We are introducing a new iterative approach to codemod generation.

Our iterative AI approach introduces a feedback loop that significantly improves the accuracy of generated codemods. The following diagram shows an overview of the described approach.

Overview of Iterative Codemod Generation.

Overview of iterative codemod generation.

The user begins by providing a pair of “before” and “after” code examples in Codemod Studio. The LLM is prompted using a carefully crafted prompt which is fine-tuned for the task of codemod generation using the codemod engine of choice (e.g., jscodeshift) which results in generating what we call a “draft codemod”.

This draft codemod then undergoes iterations of analysis. Engineering tools such as the TypeScript compiler, jscodeshift codemod runner, and diff calculator examine the generated codemod and its output to detect syntax or type errors, runtime errors, or functionality issues. This comprehensive feedback is then cross-referenced with a knowledge base tailored to the specific codemod engine in use. This knowledge base is a repository of available types, properties, and functions for the specific codemod engine in addition to common issues, potential solutions, and hints.

Armed with the feedback from the tools and insights fetched from the knowledge base, the LLM iteratively revises the codemod. This cycle of generation, analysis, and refinement continues until the system achieves a correct codemod, or a predetermined iteration threshold is reached.

The first version of Codemod AI boosted the success rate of auto-generating codemods from 45% to 75%.

The primary advantage of our iterative AI approach is the improved accuracy of the generated codemods.

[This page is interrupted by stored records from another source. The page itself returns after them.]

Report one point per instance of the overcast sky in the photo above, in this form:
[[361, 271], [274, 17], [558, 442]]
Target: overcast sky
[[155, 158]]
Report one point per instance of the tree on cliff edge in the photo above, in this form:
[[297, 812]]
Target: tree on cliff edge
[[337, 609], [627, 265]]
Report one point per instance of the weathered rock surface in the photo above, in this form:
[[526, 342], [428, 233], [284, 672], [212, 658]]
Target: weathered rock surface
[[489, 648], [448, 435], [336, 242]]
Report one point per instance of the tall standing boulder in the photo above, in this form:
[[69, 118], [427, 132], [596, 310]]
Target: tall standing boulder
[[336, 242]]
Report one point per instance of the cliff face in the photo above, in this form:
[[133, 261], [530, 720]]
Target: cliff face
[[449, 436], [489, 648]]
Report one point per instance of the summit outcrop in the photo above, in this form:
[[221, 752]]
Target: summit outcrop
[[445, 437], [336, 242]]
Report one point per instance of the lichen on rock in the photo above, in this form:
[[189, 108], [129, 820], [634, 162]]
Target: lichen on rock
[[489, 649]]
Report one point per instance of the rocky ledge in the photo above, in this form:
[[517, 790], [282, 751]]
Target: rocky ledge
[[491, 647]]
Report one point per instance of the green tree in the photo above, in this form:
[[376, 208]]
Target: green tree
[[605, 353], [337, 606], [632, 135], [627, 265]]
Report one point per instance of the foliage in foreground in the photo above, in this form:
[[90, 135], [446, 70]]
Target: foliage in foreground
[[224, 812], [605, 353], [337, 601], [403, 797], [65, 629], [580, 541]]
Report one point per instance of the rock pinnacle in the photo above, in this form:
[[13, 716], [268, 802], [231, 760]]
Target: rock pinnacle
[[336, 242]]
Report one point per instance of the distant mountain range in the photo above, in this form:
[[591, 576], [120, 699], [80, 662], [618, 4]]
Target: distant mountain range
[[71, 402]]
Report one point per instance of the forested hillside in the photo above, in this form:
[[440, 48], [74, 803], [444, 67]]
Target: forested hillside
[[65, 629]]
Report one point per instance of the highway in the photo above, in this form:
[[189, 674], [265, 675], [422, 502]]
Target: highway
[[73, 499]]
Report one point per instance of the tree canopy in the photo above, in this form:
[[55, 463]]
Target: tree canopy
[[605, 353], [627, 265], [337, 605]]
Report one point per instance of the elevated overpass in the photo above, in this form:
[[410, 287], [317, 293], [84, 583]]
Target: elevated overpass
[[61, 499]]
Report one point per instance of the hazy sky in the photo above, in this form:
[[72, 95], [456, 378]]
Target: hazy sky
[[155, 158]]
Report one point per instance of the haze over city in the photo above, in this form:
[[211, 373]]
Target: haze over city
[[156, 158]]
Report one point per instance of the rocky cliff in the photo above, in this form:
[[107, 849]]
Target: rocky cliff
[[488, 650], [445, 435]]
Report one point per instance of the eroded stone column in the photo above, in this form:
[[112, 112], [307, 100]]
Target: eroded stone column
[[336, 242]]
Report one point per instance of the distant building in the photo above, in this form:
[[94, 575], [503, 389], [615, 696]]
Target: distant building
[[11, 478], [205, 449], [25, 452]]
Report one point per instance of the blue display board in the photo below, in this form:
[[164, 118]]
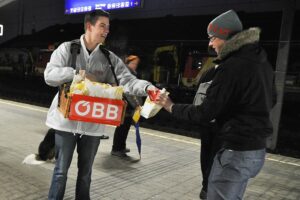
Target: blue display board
[[81, 6]]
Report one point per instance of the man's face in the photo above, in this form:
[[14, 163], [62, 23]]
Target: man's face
[[216, 43], [100, 30]]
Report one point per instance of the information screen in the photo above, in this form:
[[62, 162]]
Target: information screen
[[81, 6]]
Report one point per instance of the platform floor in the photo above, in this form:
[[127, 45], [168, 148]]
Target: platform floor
[[169, 168]]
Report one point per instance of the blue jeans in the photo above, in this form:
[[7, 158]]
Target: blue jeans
[[87, 147], [231, 171]]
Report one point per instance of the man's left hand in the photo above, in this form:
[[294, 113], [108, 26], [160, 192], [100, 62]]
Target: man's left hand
[[165, 101]]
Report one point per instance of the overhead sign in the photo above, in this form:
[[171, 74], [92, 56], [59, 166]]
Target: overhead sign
[[81, 6], [1, 29]]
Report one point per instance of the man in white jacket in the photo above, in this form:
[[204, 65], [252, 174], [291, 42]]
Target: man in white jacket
[[85, 135]]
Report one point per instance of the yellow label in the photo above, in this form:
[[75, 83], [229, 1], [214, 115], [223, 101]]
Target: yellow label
[[137, 114]]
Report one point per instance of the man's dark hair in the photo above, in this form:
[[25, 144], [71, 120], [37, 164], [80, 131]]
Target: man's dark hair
[[93, 16]]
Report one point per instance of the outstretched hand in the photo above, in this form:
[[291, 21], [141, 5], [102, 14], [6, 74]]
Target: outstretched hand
[[164, 100]]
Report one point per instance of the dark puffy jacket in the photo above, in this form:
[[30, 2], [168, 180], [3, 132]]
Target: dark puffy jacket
[[241, 95]]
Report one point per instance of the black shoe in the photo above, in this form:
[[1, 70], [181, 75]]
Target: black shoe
[[104, 137], [121, 154], [203, 194]]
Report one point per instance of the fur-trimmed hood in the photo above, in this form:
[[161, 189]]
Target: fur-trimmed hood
[[242, 38]]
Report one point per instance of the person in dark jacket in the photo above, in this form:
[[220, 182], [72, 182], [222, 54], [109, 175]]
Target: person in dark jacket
[[121, 132], [209, 142], [240, 99]]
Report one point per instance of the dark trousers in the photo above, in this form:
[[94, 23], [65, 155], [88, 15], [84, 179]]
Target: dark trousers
[[121, 133], [209, 148], [65, 144]]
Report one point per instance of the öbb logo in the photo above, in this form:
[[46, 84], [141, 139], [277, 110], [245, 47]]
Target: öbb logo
[[96, 110]]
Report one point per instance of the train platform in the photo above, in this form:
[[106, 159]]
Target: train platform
[[169, 168]]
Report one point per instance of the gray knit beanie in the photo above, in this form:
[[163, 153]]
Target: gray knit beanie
[[225, 25]]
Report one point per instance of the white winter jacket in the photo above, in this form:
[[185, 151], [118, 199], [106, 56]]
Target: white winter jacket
[[59, 71]]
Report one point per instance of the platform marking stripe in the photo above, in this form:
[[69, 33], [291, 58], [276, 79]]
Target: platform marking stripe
[[146, 133], [284, 162], [22, 106]]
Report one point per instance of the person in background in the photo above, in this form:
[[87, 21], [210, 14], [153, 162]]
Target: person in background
[[240, 98], [86, 136], [121, 132]]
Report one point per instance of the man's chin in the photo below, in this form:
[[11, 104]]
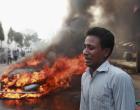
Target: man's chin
[[89, 65]]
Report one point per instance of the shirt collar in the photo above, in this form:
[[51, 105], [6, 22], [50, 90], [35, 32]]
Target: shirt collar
[[103, 67]]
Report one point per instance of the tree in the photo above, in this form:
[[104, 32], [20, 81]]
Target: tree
[[10, 35], [1, 34], [18, 38]]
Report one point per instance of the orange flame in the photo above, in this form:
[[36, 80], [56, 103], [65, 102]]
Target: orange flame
[[49, 79]]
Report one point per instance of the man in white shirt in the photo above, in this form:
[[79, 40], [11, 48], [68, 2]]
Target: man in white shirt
[[104, 86]]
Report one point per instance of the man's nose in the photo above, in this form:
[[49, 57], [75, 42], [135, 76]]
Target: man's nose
[[85, 51]]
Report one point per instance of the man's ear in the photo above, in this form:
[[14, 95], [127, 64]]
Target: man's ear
[[106, 52]]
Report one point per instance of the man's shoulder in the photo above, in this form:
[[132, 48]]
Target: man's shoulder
[[85, 74]]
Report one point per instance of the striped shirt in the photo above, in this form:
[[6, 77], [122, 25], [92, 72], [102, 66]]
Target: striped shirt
[[108, 88]]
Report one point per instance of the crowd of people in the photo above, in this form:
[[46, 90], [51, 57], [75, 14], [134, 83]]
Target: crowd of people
[[7, 55]]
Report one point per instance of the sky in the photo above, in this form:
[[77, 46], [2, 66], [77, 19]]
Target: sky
[[42, 16]]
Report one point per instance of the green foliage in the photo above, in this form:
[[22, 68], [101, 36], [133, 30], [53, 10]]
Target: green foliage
[[1, 33]]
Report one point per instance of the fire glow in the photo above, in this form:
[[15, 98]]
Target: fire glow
[[49, 79]]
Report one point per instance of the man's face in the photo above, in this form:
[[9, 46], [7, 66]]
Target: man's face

By incorporating static and dynamic tools and a specialized knowledge base, we guide the LLM to a solution that is not only syntactically correct in the context of the target programming language but also syntactically and semantically correct in the context of the codemod engine. This results in a significant improvement over the output of vanilla GPT-4o.

The feedback loop enables targeted refinements. Rather than blindly revising, the LLM receives precise feedback based on deterministic static and dynamic analysis. Additionally, by consulting the knowledge base, the LLM can better deal with complex situations.

We have collected quantitative results showcasing the advantage of our approach over vanilla GPT-4o. As the chart below shows, not having any refinement iterations (i.e., using vanilla GPT-4o) results in an accuracy of 45.29%. Increasing the number of refinement iterations increases the accuracy. In particular, using one, two, or three refinement iterations results in accuracies of 58.82%, 61.76%, and 75.29%, respectively. We observed that using four iterations has an insignificant effect on the accuracy (+0.59%).

Effect of Increasing the Number of Refinement Iterations.

The pie chart below compares Codemod's new AI system with vanilla GPT-4o and expert-curated prompts.

Accuracy of auto-generated codemods.

Accuracy of auto-generated codemods.

What’s next for Codemod AI

For our current evaluation, we only considered 1 pair of examples for each codemod. This could result in a lack of generalizability of the auto-generated codemods. In the future, we aim to consider codemods with multiple before/after examples.

We have built Codemod AI to easily be used for any codemod engine. In the future, we will add support for more engines.

Key Takeaways

The limitations of vanilla LLMs for codemod generation highlight the need for specialized approaches. Our iterative AI approach offers a solution by integrating static and dynamic software engineering tools, a specialized knowledge base, and a targeted feedback loop to guide the LLM toward more accurate codemods. While this method outperforms vanilla LLMs, it can still benefit from their advances in the context of code. We conclude this article by inviting you to try Codemod AI yourself and provide feedback.